Written in a concertato style, the variations were originally conceived as the opening movement of a sonata. In the autograph, it is obvious that Haydn later extended the movement, ending it with a coda. The piece eventually evolved into a free-standing composition, entitled Un Piccolo Divertimento ('a little entertainment').The title is somewhat misleading: just as there is nothing trivial or easy about Beethoven's Bagatelles (Kleinigkeiten), or nothing really funny about Schumann's Humoreske, there is nothing entertaining about this divertimento; it is deeply profound, tragic music, with a death theme running through it, and without any hint of irony or light-heartedness, unlike the other works on this recording. In fact some believe that Haydn wrote this piece for the death of Mozart (in 1791), as the constant presence of a dotted rhythm gives it a hypnotic, funeral march-like character. One can find some consolation and a hint of a smile starting to form in the major-key sections, but only through tears of deep sorrow. Charles Rosen remarked that Haydn created 'an emotion that was completely his own and that no other composer, not even Mozart, could duplicate - a feeling of ecstasy that is completely unsensual, almost amiable'.

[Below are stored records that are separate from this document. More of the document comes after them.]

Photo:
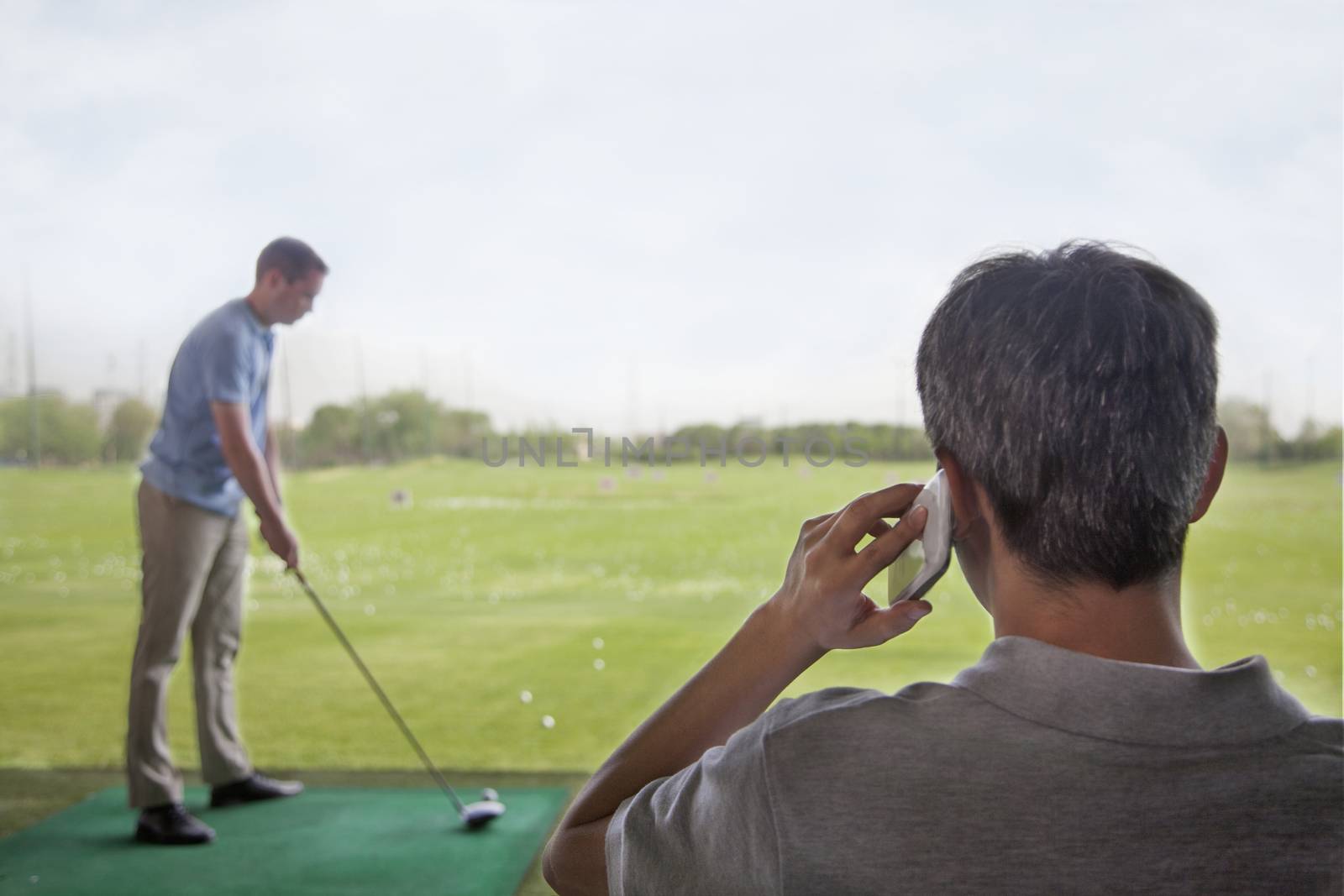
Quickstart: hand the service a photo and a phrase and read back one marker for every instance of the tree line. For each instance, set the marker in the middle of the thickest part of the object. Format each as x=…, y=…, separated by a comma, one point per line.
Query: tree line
x=409, y=423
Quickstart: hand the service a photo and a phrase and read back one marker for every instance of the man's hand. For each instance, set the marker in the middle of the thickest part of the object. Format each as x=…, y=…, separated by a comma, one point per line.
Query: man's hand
x=822, y=595
x=281, y=540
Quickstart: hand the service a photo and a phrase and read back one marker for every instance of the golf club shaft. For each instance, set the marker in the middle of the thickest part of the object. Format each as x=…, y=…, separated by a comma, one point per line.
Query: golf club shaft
x=382, y=696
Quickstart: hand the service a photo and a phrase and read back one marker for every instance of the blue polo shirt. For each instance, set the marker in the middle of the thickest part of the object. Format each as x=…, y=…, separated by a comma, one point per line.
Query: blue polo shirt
x=226, y=358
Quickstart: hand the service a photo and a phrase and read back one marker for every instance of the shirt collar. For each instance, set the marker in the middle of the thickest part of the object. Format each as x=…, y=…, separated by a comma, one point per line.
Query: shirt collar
x=1132, y=701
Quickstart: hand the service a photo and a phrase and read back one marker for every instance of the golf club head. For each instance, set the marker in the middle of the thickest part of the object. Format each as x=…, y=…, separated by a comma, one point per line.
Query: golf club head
x=481, y=813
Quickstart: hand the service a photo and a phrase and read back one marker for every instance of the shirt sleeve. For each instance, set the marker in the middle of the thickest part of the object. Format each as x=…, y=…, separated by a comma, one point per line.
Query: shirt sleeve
x=228, y=369
x=707, y=829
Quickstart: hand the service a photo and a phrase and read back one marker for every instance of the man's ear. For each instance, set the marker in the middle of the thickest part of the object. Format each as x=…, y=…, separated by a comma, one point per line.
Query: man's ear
x=1214, y=477
x=965, y=504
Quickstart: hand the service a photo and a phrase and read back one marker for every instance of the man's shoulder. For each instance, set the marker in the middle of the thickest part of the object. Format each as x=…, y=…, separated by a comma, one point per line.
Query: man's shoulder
x=832, y=707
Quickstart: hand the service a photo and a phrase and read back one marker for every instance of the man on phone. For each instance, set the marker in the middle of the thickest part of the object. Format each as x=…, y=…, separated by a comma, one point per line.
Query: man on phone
x=1070, y=398
x=213, y=448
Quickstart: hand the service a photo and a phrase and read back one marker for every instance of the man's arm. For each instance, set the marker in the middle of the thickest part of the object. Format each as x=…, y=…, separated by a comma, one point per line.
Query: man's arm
x=273, y=464
x=820, y=607
x=249, y=468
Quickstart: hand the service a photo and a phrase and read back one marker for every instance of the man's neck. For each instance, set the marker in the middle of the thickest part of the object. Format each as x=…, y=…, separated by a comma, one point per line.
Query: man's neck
x=1140, y=624
x=255, y=305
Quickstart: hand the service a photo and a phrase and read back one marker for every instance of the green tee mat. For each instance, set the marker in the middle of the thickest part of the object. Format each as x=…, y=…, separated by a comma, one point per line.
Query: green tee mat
x=339, y=840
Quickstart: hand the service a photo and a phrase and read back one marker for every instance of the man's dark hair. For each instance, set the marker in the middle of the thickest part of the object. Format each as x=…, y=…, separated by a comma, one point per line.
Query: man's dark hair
x=293, y=258
x=1079, y=385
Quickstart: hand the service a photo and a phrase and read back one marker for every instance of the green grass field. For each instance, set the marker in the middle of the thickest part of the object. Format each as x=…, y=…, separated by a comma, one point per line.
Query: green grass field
x=503, y=580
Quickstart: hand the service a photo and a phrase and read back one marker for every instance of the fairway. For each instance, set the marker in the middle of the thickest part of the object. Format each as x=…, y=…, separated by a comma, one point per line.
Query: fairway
x=597, y=600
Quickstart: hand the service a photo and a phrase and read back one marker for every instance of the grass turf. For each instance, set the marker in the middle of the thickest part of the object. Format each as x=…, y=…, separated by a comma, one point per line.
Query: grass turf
x=329, y=840
x=503, y=580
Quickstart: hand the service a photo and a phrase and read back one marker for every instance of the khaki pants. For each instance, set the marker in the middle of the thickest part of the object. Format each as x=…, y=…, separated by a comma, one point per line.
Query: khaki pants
x=195, y=563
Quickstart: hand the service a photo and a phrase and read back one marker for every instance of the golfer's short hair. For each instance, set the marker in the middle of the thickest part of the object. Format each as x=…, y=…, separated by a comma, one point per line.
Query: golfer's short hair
x=293, y=258
x=1079, y=385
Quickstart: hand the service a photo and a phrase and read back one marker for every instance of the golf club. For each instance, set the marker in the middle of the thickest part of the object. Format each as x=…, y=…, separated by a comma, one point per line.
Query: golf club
x=474, y=815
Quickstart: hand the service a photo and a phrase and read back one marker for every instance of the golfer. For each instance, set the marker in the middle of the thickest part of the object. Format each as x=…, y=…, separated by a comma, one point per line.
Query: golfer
x=213, y=448
x=1070, y=398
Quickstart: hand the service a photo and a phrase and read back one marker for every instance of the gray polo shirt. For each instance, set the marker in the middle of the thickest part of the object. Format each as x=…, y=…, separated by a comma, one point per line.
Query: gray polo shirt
x=1038, y=770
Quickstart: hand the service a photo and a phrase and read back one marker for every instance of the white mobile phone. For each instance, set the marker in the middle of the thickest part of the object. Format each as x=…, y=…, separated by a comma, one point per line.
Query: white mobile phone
x=911, y=577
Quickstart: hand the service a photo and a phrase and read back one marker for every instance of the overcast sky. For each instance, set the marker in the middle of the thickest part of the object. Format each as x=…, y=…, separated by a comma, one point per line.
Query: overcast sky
x=632, y=215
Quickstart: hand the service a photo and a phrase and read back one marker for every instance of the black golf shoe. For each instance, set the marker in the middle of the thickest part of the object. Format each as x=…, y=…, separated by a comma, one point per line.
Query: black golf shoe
x=171, y=825
x=249, y=790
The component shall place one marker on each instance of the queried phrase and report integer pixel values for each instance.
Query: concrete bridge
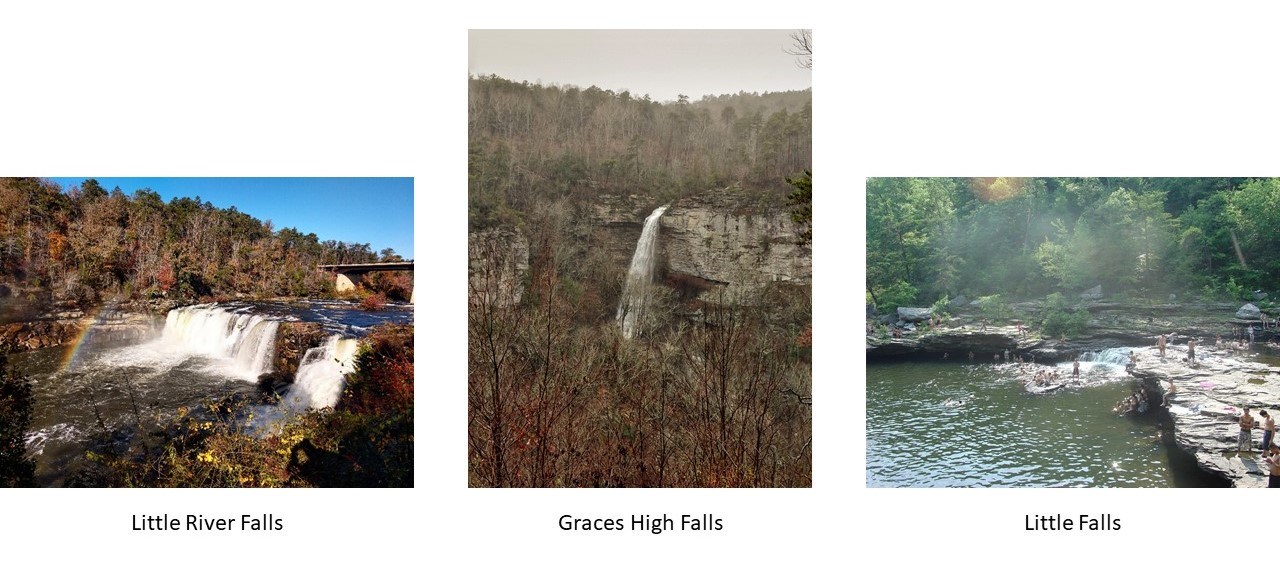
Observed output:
(351, 273)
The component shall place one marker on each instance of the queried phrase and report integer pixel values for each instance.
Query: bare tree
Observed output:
(801, 46)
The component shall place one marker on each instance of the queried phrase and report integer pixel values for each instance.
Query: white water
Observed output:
(321, 374)
(246, 340)
(1106, 363)
(636, 290)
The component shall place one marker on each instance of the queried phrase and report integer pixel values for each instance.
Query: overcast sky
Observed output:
(661, 63)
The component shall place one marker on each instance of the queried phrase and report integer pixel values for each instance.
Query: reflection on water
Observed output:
(952, 424)
(92, 395)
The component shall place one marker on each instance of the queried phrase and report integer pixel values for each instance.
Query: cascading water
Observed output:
(1107, 363)
(246, 340)
(635, 291)
(321, 374)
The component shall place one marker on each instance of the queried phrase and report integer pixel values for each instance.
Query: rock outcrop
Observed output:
(498, 260)
(1248, 313)
(1206, 408)
(914, 314)
(292, 341)
(723, 238)
(67, 327)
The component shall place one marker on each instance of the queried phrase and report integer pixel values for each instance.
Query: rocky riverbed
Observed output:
(1206, 408)
(1208, 396)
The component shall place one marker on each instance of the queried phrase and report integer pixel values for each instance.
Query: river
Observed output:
(974, 424)
(86, 393)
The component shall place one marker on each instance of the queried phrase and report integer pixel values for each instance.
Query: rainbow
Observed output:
(82, 337)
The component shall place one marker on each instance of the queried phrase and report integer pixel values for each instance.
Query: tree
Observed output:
(16, 410)
(801, 46)
(800, 200)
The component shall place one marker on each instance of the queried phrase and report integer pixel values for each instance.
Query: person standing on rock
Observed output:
(1272, 460)
(1170, 392)
(1246, 441)
(1269, 431)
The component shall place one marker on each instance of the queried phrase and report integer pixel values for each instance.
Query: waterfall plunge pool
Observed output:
(201, 354)
(974, 424)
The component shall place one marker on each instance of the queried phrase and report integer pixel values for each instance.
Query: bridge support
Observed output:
(347, 282)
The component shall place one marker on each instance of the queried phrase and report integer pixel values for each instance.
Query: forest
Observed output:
(1141, 238)
(85, 245)
(535, 144)
(717, 392)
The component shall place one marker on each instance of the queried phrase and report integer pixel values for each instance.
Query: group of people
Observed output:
(1270, 452)
(1136, 401)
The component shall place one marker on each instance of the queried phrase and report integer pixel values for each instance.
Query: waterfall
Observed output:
(1111, 356)
(1109, 363)
(635, 291)
(246, 340)
(321, 374)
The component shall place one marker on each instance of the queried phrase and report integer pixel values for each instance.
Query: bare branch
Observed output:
(801, 48)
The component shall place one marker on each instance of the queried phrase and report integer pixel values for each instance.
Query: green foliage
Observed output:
(366, 441)
(800, 200)
(1063, 319)
(897, 295)
(995, 309)
(1032, 236)
(16, 411)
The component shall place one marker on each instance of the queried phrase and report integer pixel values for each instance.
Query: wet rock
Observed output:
(1248, 313)
(274, 386)
(292, 341)
(914, 314)
(1206, 408)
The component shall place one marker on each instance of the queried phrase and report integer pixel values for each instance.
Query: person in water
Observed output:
(1246, 440)
(1272, 460)
(1269, 431)
(1170, 392)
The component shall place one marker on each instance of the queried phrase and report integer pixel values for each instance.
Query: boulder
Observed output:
(914, 314)
(1248, 313)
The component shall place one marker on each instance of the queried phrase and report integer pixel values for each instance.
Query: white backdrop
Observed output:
(379, 89)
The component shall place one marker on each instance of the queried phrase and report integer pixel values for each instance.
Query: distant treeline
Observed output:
(531, 142)
(86, 244)
(1027, 237)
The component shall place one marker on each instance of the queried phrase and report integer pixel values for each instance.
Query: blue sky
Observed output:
(378, 212)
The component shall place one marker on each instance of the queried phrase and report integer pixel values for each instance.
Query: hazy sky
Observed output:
(378, 212)
(661, 63)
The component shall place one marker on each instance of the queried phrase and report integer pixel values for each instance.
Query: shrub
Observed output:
(1061, 319)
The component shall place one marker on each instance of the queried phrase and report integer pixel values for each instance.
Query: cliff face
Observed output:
(498, 260)
(723, 238)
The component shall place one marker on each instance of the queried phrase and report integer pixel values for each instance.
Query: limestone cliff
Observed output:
(498, 260)
(726, 238)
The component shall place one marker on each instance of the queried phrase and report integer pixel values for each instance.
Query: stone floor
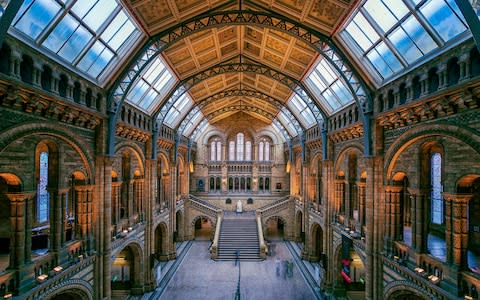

Mozart conceded that 'it was from Haydn that I first learned the true way to compose Quartets'. The exact number of string quartets that Haydn wrote is unknown although the latest estimate stands at 83. I find them all addictive. Just as his sonatas are incredibly communicative and chamber-music like, his chamber music strikes me as having a very pianistic potential. Particularly the fiery finale of the Quartet in D major, Op. 64 No. 5 (1790), nicknamed 'The Lark', lends itself quite well to having a little fun with it on the piano, and the resulting Larking with Haydn is my affectionate tribute to the Great Master.